In both the TLS and AGS, the relative abundance of Akkermansia spp. was higher in hibernation microbiotas than summer microbiotas. The relative abundance of the family Rikenellaceae was also higher in the hibernation microbiotas than in summer microbiotas of both the AGS and TLS. In the AGS the dominant member of the family Rikenellaceae was an unclassified genus, whereas in the TLS the dominant member was the genus Alistipes. Interestingly, in an early preliminary analysis of our sequences using the same database as Carey et al. (4) (Greengenes release February 2011), the OTUs in AGS microbiotas matched to the genus Alistipes. It therefore seems likely that the same genus of the Rikenellaceae family is dominant in both AGS and TLS microbiotas. In the AGS, an unclassified genus in the family S24-7 was the dominant member of the hibernation microbiota and was 2-fold higher in hibernation microbiotas than in summer microbiotas. The genus Bacteroides and the unclassified genera of the families S24-7 and Rikenellaceae comprise the majority of the taxa from the order Bacteroidales and phylum Bacteroidetes identified in the hibernation microbiota of the AGS. Carey et al. (4) did not report S24-7 in the microbiotas of TLSs, likely due to the use of the older database to assign taxonomic identities (IDs); however, the order Bacteroidales was the most abundant in hibernation microbiotas in TLSs, accounting for nearly all of the taxa in the phylum Bacteroidetes.

In addition to being characterized by high relative abundances of the genus Akkermansia and members of the order Bacteroidales, both squirrel species were characterized by increases in less abundant taxa in their hibernation microbiotas, notably members of the order Burkholderiales and the family Desulfovibrionaceae. Finally, the AGS and TLS hibernation microbiotas had significant decreases in the Lachnospiracea compared to summer and completely lost Lactobacillaceae from their hibernation microbiotas.

Conclusion.

Our results clearly indicate that hibernation profoundly affects diversity, composition, activity and densities of the gut microbiota of captive AGSs. Additionally, hibernation selected for a core microbiota comprising Sutterella, Oscillospira, Bacteriodes, an unclassified genus of Rikenellaceae, and an unclassified member of the class Clostridia, and hibernation microbiotas were characterized as well by increased abundance of Akkermansia and S24-7 and the loss of Lactobacillaceae. These results, when combined with the data from TLSs (4), provide compelling evidence that changes in the microbiota during hibernation may be a phenomenon shared among obligate seasonal hibernators.
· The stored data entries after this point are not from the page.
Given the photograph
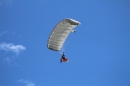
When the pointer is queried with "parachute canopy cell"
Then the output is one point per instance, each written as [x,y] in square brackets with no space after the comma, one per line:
[60,33]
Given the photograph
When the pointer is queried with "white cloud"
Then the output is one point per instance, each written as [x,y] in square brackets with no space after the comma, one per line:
[11,47]
[26,82]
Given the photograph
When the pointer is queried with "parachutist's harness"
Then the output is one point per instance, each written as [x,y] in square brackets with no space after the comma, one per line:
[63,57]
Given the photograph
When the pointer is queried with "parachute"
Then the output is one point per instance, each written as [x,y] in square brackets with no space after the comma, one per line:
[60,33]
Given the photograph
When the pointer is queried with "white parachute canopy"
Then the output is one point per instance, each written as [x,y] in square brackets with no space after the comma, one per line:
[60,33]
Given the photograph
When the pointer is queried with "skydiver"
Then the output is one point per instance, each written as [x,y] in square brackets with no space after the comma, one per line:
[63,58]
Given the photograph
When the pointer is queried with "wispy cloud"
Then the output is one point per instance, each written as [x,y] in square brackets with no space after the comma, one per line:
[11,47]
[26,82]
[4,32]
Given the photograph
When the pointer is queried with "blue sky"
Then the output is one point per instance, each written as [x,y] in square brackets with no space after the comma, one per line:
[99,52]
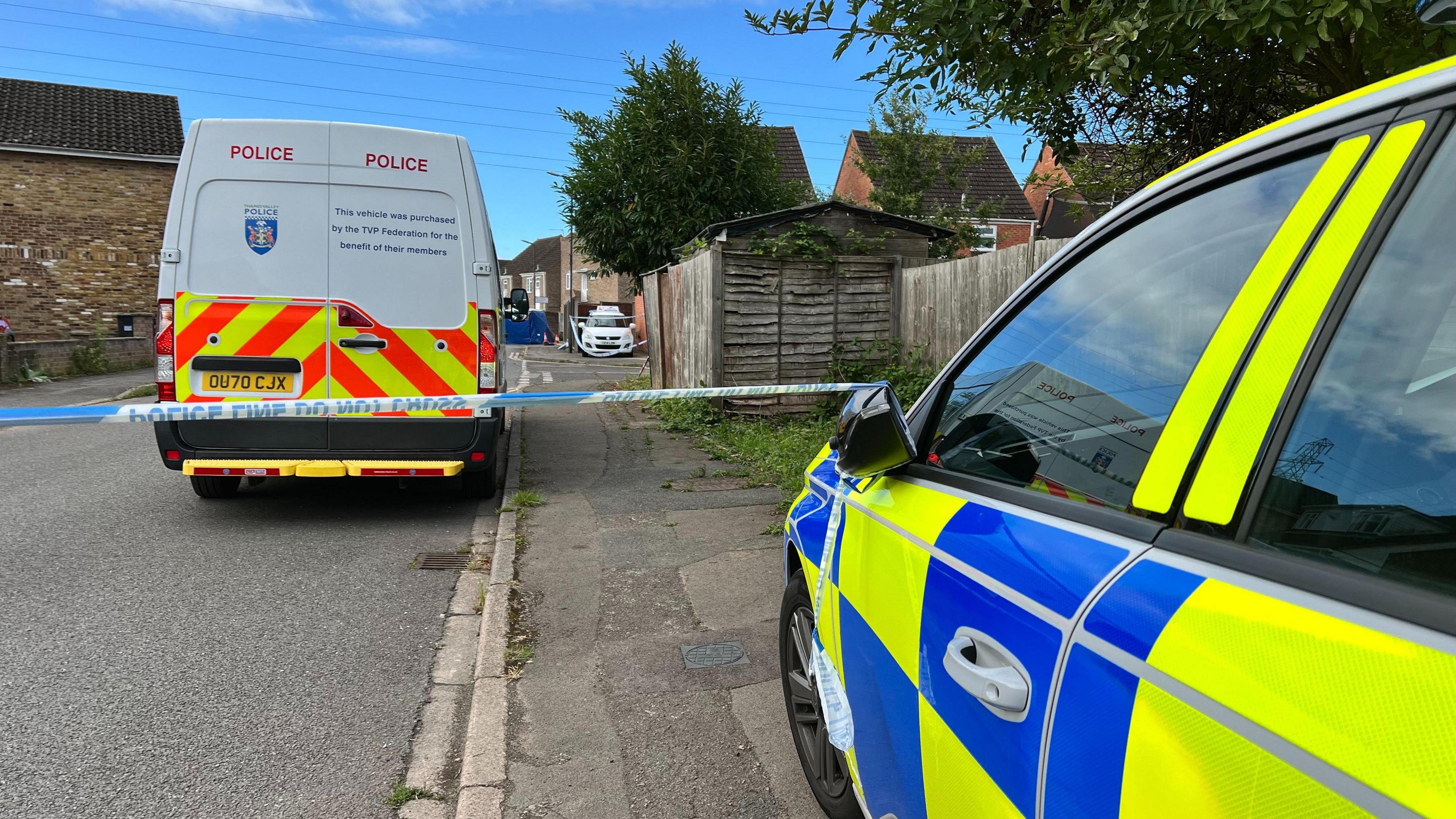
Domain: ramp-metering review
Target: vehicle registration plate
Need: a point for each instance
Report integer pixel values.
(248, 382)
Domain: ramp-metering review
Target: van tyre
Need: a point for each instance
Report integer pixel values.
(823, 764)
(216, 486)
(480, 484)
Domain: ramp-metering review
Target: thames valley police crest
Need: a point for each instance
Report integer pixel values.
(261, 228)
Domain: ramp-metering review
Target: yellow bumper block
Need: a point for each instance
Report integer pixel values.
(321, 470)
(260, 468)
(404, 468)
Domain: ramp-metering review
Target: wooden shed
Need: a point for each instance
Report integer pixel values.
(766, 299)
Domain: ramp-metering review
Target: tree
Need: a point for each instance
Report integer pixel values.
(1164, 79)
(912, 158)
(675, 155)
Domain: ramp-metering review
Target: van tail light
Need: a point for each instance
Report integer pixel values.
(350, 317)
(166, 365)
(488, 382)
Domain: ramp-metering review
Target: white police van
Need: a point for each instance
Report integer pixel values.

These results also suggest the potential for a core hibernation microbiota among sciurids; however, this requires further study with multiple hibernating species. Core gut microbiotas have been suggested for humans (55) and mice (56), and discovery of a core hibernation gut microbiota among geographically distant and phylogenetically distinct hibernating species would be novel. Questions remain as to the point at which hibernation influences the microbiota and as to the relative effects of host T_b and fasting on the gut microbial community. Additionally, the importance of the gut microbiota to the hibernation phenotype has not been explored. For example, urea nitrogen salvage has been proposed as a method by which obligate seasonal hibernators conserve protein during hibernation (57–59), though few studies have addressed this. Arctic ground squirrels are known to remodel tissues (60) and catabolize lean mass during hibernation at ambient temperatures of <0°C (18, 61), and the gut microbiota may play an important role in protein conservation during their long hibernation season.